Ich hatte uns eine Dachgeschoss-Wohnung in einem Altbau gebucht, sehr gemütlich und zentral.

Den Samstag haben wir mit einem Spaziergang durch das jüdische Viertel begonnen, vorbei an Synagogen, von denen heute nur noch eine als solche fungiert, bis zur Weichsel, die uns im Sonnenlicht mit einem Funkeln begrüßt hat. Auf der Suche nach einem netten Frühstücksplätzchen sind wir in dem Café Kolanko No. 6 gelandet, in dem wir es uns im Wintergarten gemütlich gemacht und ein ausgiebiges Frühstücksbuffet genossen haben. Für 22 Sloty pro Person, was umgerechnet 5 € entspricht – für polnische Verhältnisse geht es zwar günstiger, aber man muss en Geiz ja auch nicht übertreiben. Die Polen essen gerne auch am Morgen deftig und so gab es neben Rührei auch Gulasch und herzhafte Salat-Variationen mit Kichererbsen und Sauerteigbrot. Wirklich vielseitig und lecker, insbesondere die süßen Nougat-Snacks zum Ausklang. :-)

 

Gut gestärkt sind wir Richtung Altstadt gelaufen.
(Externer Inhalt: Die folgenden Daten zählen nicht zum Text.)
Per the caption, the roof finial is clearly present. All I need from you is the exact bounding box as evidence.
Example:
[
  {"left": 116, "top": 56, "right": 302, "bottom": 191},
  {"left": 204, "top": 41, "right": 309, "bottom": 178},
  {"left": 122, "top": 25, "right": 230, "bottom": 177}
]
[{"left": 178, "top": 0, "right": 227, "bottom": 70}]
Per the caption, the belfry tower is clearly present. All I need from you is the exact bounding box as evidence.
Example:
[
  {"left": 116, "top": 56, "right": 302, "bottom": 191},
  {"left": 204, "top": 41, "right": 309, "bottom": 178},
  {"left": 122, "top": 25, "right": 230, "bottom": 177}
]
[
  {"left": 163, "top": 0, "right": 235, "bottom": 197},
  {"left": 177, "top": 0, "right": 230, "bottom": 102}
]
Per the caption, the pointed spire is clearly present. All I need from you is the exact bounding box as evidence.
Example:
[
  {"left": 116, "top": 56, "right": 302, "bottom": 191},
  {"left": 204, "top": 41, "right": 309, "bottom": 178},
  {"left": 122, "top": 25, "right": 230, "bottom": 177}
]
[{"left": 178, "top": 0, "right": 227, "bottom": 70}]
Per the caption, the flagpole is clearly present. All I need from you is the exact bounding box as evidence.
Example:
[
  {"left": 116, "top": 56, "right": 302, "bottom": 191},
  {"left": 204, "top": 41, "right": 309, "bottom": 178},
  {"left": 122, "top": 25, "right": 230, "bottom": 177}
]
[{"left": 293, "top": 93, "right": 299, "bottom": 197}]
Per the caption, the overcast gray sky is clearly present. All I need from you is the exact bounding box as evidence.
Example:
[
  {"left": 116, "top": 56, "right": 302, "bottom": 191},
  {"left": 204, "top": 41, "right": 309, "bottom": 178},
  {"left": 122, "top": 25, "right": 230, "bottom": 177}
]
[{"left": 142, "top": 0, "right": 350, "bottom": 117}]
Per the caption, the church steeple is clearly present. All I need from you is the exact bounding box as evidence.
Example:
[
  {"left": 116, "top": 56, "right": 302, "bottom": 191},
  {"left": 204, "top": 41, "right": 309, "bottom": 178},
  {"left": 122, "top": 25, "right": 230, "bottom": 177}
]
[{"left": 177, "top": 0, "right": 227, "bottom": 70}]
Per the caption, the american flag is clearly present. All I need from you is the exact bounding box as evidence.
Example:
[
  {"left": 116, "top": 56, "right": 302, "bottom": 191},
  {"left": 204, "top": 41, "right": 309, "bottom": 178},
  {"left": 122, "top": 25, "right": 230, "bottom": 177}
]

Wir hatten zwar ein paar „Ziele“, haben uns aber auch treiben lassen, was das Wochenende sehr entschleunigt hat.

Zunächst waren wir auf dem geschichtsträchtigen Wawel-Hügel, der 500 Jahre lang Sitz der Könige des Landes war und auch heute noch eine gewisse „Königlichkeit“ ausstrahlt. Wenn man das Schloss und die Kathedrale besichtigen möchte, bietet es sich an, schon vor Öffnen der Tore dort zu sein, da der Wawel-Hügel die meistbesuchte Attraktion in Polen ist. Entsprechend tummeln sich hier Touristen wie Ameisen. Wir haben uns den von Arkaden gesäumten Innenhof des Renaissance- Königspalastes und die Kathedrale von außen angeschaut. Denn die äußere Fassade ist ein wahrer Blickfang. Das heutige Gebäude ist das dritte seiner Art an dieser Stelle, zwischen 1320 und 1364 errichtet und vereint neben der gotischen Grundstruktur diverse Baustile. In der Kathedrale haben die meisten Krönungen und Beisetzungen polnischer Monarchen stattgefunden. Das Königsschloss, das ursprünglich eine kleine Königsresidenz aus dem 11. Jahrhundert war und stets erweitert wurde, ist heute ein Museumskomplex mit diversen Ausstellungen zu den königlichen Privatgemächern, östlicher Kunst und archäologischen Funden aus der Region um den Wawel-Hügel.

 

Um den Touristenmassen zu entfliehen, sind wir weiter Richtung Altstadt gelaufen, vorbei an einer der ältesten Kirche Krakaus, der Andreaskirche, dessen strenge romanische Fassade vom Ende des 11. Jahrhunderts weitgehend erhalten geblieben ist. In dem winzigen Innenraum der Kirche wird man dann von purem Barock überrascht.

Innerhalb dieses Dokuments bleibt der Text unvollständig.